Taking a genomics approach to this question, Dr. Vivien Sheehan and her team investigated the natural human variation and its correlation with HbF levels to identify novel genes important for gamma-globin regulation. In this webinar, she describes how they performed whole exome sequencing (WES) and used gene-based analysis to find correlations between rare variants and endogenous HbF levels. T1 testing found seven unique non-synonymous variations in a Forkhead box O transcription factor, FOXO3, to be significantly associated with lower HbF (p=5.6x10-4, β-value ln HbF -0.66). They verified the association between FOXO3 and endogenous HbF levels in an ex vivo model of erythroid differentiation from CD34+ cells isolated from peripheral blood called primary erythroid culture.

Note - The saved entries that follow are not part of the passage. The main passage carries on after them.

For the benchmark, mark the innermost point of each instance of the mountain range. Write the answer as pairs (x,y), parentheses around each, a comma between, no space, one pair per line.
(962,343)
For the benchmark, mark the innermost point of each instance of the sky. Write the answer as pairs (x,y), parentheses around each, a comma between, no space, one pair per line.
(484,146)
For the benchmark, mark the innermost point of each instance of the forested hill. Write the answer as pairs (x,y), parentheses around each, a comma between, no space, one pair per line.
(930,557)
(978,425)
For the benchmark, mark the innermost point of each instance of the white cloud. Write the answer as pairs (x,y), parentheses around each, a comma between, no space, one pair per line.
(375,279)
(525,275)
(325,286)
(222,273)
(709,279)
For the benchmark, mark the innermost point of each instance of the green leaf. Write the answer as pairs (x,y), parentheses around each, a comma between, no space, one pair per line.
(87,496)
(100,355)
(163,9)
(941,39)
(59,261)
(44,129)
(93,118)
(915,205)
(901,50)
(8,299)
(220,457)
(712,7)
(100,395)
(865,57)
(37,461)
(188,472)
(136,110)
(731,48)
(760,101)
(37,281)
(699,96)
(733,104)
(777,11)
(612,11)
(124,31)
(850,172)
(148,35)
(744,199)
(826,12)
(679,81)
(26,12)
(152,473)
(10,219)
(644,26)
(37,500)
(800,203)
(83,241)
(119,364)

These results strongly suggest that FOXO3 is a positive regulator of gamma-globin. The gamma-globin specific effect of FOXO3 is critical; FOXO3 is an excellent therapeutic target for the treatment of sickle cell disease, as it selectively induces HbF, which does not sickle, without inducing HbS. Also, FOXO3 does not delay erythroid maturation, instead it actually promotes erythroid maturation. Taken together, the results indicate that FOXO3 is a positive regulator of gamma-globin expression and an excellent therapeutic target for fetal hemoglobin induction. Their findings support a new mechanism underlying fetal hemoglobin regulation and help identify potential new HbF inducing agents.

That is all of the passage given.